Le processus est prévu entre le 1er avril et le 30 juin et, comme l'a rapporté le CSIF après des réunions tenues dans différents départements, le gouvernement attend entre un demi-million et un million de candidatures.

Dans le même esprit, le syndicat critique le fait que l'Exécutif n'a pas encore précisé le renforcement du personnel ou s'il y aura la participation d'une entreprise publique, comme cela s'est produit à d'autres occasions. Il regrette également la possibilité d'opter pour une externalisation du service public.

De même, le syndicat considère qu'il est « fondamental » d'anticiper les effets de ce processus, d'adopter les mesures organisationnelles nécessaires et de doter les services publics de ressources « pour éviter l'effondrement et offrir sécurité et soins tant aux fonctionnaires qu'aux citoyens dans leur ensemble ». En outre, il considère que les efforts supplémentaires fournis par les agents publics devraient être compensés.

Le CSIF a entamé la négociation de l'offre publique d'emploi pour cette année et a exigé le renforcement du personnel étant donné que, selon le syndicat, du personnel sera nécessaire soit pour le processus de régularisation, soit pour gérer les subventions et les procédures administratives dans les domaines où il y a un manque de personnel (SEPE, Sécurité sociale, Politique territoriale et intérieure, entre autres).

De même, il a souligné qu'au sein du Ministère de l'Intérieur, le processus de régularisation a déjà un « impact direct » sur la charge de travail des fonctionnaires chargés de délivrer les documents, « avec une augmentation de la demande et par conséquent des situations de saturation dans les bureaux ». « Cette situation va empirer à partir du 1er avril », a-t-il souligné.

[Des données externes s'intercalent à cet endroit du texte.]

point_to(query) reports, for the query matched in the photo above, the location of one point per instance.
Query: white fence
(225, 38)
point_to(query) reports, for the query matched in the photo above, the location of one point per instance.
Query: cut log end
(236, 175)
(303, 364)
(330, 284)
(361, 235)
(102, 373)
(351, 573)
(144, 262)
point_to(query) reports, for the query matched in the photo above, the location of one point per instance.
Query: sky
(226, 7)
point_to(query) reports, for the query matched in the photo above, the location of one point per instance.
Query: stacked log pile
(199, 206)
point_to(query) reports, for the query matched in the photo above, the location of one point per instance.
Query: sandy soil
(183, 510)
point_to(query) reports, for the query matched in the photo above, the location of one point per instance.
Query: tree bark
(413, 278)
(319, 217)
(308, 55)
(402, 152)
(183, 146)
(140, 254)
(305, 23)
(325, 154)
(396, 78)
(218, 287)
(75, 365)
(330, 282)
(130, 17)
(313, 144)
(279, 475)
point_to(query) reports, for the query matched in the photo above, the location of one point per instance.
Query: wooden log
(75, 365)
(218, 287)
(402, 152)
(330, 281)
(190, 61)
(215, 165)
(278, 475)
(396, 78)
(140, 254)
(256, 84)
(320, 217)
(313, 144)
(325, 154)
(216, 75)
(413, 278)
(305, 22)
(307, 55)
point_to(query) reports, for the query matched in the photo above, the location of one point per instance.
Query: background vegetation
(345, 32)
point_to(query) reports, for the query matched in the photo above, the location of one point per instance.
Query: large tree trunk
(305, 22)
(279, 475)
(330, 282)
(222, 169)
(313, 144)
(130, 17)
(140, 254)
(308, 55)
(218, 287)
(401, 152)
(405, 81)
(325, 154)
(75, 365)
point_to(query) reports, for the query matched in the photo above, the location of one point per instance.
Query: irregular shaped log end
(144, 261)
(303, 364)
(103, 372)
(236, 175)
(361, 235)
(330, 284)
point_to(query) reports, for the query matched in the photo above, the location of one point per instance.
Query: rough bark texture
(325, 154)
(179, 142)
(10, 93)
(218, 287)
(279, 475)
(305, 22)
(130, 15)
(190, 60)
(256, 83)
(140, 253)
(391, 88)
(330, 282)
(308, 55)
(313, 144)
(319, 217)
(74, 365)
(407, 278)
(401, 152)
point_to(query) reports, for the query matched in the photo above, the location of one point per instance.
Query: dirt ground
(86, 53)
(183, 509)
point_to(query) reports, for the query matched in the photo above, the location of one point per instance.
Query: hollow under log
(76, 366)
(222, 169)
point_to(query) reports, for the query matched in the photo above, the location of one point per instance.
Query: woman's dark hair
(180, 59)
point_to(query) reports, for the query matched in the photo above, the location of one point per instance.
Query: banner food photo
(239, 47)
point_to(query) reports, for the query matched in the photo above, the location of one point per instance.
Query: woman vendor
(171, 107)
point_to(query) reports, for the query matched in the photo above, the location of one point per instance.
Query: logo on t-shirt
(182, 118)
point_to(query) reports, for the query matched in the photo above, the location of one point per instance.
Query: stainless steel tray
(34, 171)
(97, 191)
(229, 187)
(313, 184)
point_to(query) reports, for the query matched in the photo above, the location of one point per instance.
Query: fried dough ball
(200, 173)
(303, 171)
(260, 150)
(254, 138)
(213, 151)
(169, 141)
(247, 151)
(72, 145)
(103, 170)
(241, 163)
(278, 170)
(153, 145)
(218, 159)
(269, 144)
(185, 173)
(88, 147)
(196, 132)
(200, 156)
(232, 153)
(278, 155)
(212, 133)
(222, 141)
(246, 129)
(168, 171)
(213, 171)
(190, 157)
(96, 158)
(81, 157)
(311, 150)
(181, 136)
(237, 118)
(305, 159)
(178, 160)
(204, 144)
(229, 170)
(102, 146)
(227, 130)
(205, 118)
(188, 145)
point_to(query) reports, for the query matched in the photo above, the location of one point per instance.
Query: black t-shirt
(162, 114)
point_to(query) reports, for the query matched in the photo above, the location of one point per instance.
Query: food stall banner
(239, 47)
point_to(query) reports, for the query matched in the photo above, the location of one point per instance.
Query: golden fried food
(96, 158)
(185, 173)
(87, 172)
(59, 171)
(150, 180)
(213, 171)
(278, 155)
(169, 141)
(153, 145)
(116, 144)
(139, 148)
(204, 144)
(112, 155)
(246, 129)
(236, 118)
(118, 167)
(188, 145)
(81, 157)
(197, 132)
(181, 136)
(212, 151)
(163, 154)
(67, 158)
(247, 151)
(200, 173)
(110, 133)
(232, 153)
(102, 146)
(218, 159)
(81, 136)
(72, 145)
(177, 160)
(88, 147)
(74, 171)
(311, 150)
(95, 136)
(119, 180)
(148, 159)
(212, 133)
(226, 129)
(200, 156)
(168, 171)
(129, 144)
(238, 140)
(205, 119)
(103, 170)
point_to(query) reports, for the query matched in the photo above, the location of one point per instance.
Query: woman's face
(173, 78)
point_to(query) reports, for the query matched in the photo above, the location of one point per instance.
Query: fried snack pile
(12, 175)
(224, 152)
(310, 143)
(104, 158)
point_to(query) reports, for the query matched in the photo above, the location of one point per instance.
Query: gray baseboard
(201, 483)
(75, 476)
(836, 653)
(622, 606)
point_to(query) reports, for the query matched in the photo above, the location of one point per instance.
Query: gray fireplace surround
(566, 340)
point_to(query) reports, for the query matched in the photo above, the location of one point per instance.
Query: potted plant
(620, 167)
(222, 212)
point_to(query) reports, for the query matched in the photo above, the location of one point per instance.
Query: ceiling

Selon les premières informations recueillies par le CSIF lors des réunions avec les différents services, le processus comprendra deux phases : collecte des demandes avec documentation et traitement et résolution du dossier, qui sera réalisé « exclusivement » par l'Unité de Traitement des Dossiers (centralisée à Vigo).

DEMANDES DANS LES BUREAUX DE POSTE

La plupart des demandes en personne ont expliqué qu'elles seraient vraisemblablement réalisées dans les bureaux de Poste, « bien que l'accord avec l'entité n'ait pas encore été signé et que les travailleurs n'aient pas été informés de la procédure et des conditions » ; Délégations et sous-délégations gouvernementales, bureaux d'immigration et certains bureaux de sécurité sociale (un par province, sauf Madrid et Barcelone, qui en ouvriront respectivement trois et deux, à Alicante, Murcie, Málaga et Valence.

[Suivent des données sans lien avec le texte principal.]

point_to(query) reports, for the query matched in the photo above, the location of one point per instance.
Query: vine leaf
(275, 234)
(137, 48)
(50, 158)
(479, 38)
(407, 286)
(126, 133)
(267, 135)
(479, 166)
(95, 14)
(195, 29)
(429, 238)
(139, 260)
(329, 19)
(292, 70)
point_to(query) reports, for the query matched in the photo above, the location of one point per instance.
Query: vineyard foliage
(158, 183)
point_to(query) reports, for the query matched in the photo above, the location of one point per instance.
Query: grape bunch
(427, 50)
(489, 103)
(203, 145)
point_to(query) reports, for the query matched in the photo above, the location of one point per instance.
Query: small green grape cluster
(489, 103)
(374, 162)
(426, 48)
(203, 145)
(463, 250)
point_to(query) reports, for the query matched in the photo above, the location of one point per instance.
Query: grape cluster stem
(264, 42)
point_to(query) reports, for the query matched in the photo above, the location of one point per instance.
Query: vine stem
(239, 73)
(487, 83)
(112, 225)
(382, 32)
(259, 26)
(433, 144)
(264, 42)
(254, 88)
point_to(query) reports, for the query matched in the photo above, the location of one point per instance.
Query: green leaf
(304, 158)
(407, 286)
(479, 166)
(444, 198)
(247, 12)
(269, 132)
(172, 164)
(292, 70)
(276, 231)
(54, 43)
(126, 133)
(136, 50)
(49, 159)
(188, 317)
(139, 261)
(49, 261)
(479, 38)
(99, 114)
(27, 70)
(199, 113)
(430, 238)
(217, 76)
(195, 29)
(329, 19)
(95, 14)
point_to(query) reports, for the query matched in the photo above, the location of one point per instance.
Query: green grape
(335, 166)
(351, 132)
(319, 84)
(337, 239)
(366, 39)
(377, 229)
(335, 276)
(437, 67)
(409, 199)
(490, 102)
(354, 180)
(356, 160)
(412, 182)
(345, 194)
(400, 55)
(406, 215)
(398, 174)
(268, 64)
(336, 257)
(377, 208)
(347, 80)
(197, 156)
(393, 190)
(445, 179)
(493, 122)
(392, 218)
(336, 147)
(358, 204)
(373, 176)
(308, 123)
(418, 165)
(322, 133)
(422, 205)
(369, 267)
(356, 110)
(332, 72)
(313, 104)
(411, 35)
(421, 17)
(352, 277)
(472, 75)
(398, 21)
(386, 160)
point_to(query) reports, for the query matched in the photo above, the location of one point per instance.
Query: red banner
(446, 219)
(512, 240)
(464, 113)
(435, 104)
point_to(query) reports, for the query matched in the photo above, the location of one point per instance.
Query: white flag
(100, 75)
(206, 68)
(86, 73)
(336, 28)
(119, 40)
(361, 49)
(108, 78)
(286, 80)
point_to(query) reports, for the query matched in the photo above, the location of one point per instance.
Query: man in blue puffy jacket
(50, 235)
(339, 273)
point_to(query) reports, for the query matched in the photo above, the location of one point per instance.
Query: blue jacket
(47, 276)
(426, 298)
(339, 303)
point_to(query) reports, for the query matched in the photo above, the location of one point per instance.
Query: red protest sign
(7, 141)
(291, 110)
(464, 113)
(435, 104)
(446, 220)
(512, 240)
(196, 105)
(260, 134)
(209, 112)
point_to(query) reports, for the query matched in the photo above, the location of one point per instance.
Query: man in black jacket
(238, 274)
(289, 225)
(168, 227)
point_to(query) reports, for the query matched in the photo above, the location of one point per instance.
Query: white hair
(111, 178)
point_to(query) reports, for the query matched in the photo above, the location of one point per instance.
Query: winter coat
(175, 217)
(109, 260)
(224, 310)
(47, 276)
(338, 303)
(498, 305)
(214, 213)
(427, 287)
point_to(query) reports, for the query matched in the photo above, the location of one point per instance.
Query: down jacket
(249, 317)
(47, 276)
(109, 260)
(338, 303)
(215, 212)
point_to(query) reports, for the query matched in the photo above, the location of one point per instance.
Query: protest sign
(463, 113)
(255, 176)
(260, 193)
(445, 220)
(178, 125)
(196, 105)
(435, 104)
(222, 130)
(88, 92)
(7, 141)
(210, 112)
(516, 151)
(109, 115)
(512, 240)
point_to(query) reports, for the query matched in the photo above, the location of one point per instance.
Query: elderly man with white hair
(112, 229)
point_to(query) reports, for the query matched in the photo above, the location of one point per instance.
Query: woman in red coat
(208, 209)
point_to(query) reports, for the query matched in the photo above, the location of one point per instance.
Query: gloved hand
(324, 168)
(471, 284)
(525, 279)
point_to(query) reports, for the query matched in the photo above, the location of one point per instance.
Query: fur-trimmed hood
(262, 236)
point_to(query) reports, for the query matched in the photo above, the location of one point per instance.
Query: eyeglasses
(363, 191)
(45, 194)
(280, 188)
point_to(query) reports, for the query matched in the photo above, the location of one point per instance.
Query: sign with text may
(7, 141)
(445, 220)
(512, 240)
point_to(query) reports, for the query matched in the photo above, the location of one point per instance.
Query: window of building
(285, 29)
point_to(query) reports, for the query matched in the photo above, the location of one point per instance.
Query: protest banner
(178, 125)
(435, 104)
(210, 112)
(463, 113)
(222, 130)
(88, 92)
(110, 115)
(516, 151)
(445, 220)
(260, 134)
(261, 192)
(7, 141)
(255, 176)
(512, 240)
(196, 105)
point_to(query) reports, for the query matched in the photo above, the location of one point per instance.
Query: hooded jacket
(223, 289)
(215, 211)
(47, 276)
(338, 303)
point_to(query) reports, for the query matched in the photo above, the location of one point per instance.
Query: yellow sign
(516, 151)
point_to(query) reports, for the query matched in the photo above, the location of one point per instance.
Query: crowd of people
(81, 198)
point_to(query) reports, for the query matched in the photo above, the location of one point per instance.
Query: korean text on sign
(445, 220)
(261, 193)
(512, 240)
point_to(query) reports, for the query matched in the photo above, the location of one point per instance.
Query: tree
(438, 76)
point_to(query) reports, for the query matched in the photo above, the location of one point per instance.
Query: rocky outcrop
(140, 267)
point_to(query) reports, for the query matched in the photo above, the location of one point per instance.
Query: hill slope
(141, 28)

Il a également indiqué que des applications télématiques étaient prévues, même si la CSIF a prévenu que « des problèmes pourraient survenir lors de l'identification des candidats et qu'il leur manque évidemment un certificat numérique ». C'est pourquoi on attend la collaboration d'organisations syndicales, d'ONG, de diplômés sociaux et d'avocats, qui serviront d'intermédiaires.

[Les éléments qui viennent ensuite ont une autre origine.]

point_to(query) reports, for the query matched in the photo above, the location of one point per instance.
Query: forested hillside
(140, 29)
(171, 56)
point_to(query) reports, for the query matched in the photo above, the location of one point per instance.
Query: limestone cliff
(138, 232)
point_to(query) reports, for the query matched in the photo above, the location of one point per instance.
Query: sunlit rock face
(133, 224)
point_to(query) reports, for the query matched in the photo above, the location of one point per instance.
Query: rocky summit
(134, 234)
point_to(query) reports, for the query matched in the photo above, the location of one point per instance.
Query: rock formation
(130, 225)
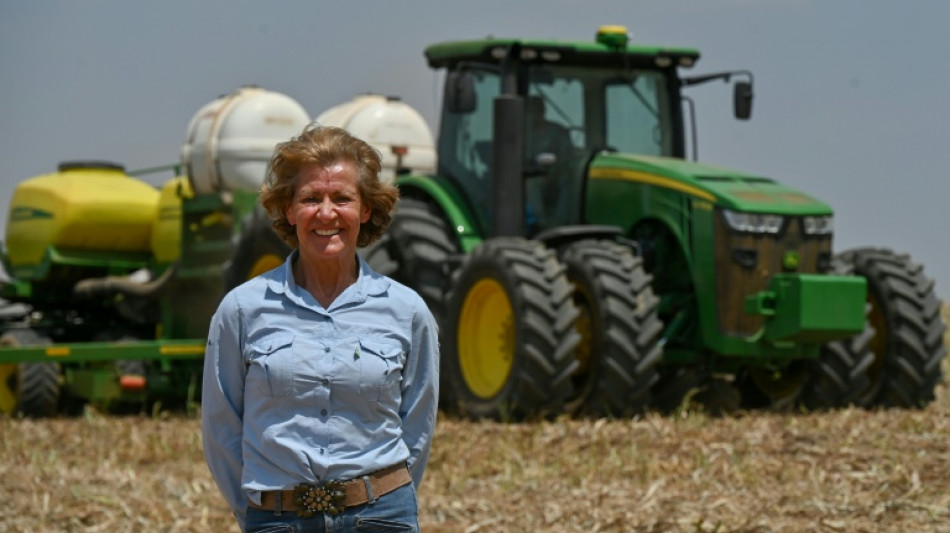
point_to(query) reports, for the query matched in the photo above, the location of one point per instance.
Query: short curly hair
(323, 146)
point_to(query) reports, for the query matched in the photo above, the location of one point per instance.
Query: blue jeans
(396, 511)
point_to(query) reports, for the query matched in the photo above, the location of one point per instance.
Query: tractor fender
(451, 203)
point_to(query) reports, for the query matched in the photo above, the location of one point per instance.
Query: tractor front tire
(907, 342)
(415, 251)
(619, 328)
(510, 337)
(255, 250)
(35, 387)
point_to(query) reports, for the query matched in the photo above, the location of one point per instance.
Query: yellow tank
(84, 206)
(166, 232)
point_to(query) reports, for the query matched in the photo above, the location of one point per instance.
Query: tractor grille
(746, 262)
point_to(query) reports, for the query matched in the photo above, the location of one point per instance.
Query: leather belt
(352, 493)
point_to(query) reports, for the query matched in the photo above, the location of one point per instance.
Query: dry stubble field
(846, 471)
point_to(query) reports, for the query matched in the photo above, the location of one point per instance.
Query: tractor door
(466, 136)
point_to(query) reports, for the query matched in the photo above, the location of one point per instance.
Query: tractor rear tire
(415, 251)
(35, 387)
(510, 337)
(907, 342)
(619, 328)
(257, 249)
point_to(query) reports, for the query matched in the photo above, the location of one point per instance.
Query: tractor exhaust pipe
(507, 185)
(125, 285)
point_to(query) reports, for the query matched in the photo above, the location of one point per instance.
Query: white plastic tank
(389, 125)
(231, 139)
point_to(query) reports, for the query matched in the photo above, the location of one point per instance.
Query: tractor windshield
(572, 112)
(603, 108)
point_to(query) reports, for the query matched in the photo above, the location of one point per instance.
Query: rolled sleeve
(420, 392)
(222, 405)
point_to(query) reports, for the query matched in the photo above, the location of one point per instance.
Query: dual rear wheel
(531, 334)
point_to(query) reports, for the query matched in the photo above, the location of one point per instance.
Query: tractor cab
(571, 101)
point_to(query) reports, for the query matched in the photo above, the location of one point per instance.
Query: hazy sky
(852, 97)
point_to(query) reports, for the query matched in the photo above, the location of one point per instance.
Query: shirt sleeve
(222, 404)
(420, 392)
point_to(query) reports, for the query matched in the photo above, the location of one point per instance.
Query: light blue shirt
(297, 393)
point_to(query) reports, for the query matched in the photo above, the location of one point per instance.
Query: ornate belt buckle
(328, 497)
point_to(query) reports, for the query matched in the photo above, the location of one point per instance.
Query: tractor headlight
(753, 222)
(823, 225)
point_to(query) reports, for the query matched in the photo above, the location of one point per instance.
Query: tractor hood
(724, 188)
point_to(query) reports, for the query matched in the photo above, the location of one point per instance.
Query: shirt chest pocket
(380, 369)
(271, 364)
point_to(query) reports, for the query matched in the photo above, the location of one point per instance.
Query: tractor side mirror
(460, 92)
(742, 99)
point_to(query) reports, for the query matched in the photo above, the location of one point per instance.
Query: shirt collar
(368, 283)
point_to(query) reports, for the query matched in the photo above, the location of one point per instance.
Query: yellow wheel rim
(263, 264)
(7, 388)
(486, 339)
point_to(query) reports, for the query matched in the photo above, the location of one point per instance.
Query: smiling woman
(321, 375)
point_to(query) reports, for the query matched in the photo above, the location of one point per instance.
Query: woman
(320, 384)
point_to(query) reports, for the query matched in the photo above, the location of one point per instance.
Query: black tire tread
(909, 371)
(626, 328)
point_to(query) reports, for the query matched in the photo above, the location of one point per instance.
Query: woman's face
(327, 210)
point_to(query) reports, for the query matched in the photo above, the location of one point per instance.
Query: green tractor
(578, 262)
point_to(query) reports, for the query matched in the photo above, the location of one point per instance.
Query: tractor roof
(609, 48)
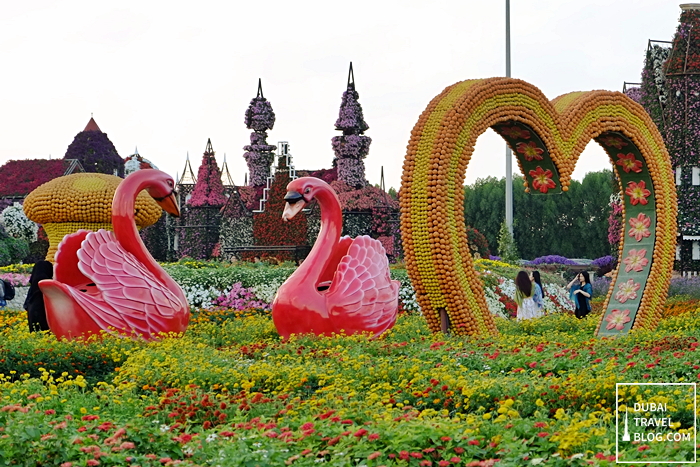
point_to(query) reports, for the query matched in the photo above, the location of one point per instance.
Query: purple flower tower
(259, 155)
(351, 148)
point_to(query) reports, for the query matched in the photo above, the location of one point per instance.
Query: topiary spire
(208, 190)
(259, 155)
(351, 148)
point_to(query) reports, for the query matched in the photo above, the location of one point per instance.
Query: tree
(572, 224)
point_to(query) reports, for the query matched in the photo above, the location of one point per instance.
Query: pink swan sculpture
(106, 281)
(343, 285)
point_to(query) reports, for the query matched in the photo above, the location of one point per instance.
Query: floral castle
(220, 219)
(670, 93)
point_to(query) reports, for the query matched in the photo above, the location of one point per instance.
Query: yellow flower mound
(82, 201)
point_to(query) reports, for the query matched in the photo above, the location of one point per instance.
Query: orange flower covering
(547, 137)
(81, 201)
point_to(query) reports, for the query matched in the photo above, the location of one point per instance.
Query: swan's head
(161, 187)
(300, 192)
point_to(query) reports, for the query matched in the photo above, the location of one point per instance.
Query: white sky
(165, 76)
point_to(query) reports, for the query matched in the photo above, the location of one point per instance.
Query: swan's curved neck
(123, 207)
(328, 236)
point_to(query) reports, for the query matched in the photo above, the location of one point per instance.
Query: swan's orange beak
(294, 204)
(169, 204)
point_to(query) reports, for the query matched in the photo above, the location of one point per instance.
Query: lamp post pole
(509, 157)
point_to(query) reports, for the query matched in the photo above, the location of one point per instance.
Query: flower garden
(231, 392)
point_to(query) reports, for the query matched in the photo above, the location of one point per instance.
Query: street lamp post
(509, 157)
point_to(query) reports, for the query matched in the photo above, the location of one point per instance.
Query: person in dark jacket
(581, 293)
(34, 304)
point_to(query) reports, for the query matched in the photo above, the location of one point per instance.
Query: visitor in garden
(538, 292)
(527, 309)
(581, 292)
(34, 303)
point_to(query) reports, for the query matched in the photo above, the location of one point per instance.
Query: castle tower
(351, 148)
(259, 155)
(95, 152)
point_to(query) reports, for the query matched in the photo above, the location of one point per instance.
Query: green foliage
(572, 224)
(506, 246)
(13, 250)
(227, 392)
(477, 242)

De même, le CSIF a déclaré que le personnel collecterait et scannerait les documents, en vérifiant le nom et le prénom, la nationalité et le numéro d'identification grâce à un programme conçu à cet effet. Dans le cas de la Sécurité Sociale, la participation sera volontaire et sera rémunérée 25 euros de l'heure (35 euros pour les coordinateurs).

LA MAJORITÉ DES BUREAUX ÉTRANGERS, « EXCLUS »

De son côté, il a assuré que la majorité des bureaux d'immigration seront exclus de l'accueil des demandes (10 bureaux encore à déterminer), au grand étonnement du personnel de ces centres de travail. « Au Département de Politique Territoriale, on ne sait toujours pas combien de dossiers seront traités, ni la charge de travail, ni si cela sera réalisé par du personnel intérimaire, de travail ou de travail à distance », a déclaré le syndicat.

« En outre, il arrive qu'un an après le processus, ce personnel soit chargé de renouveler les permis, ce qui n'a pas beaucoup de sens. La Politique Territoriale rejette la possibilité d'externaliser ce travail à une entreprise publique donnée, étant donné les données sensibles qui vont être traitées, ce travail doit être supervisé par du personnel officiel », a-t-il conclu.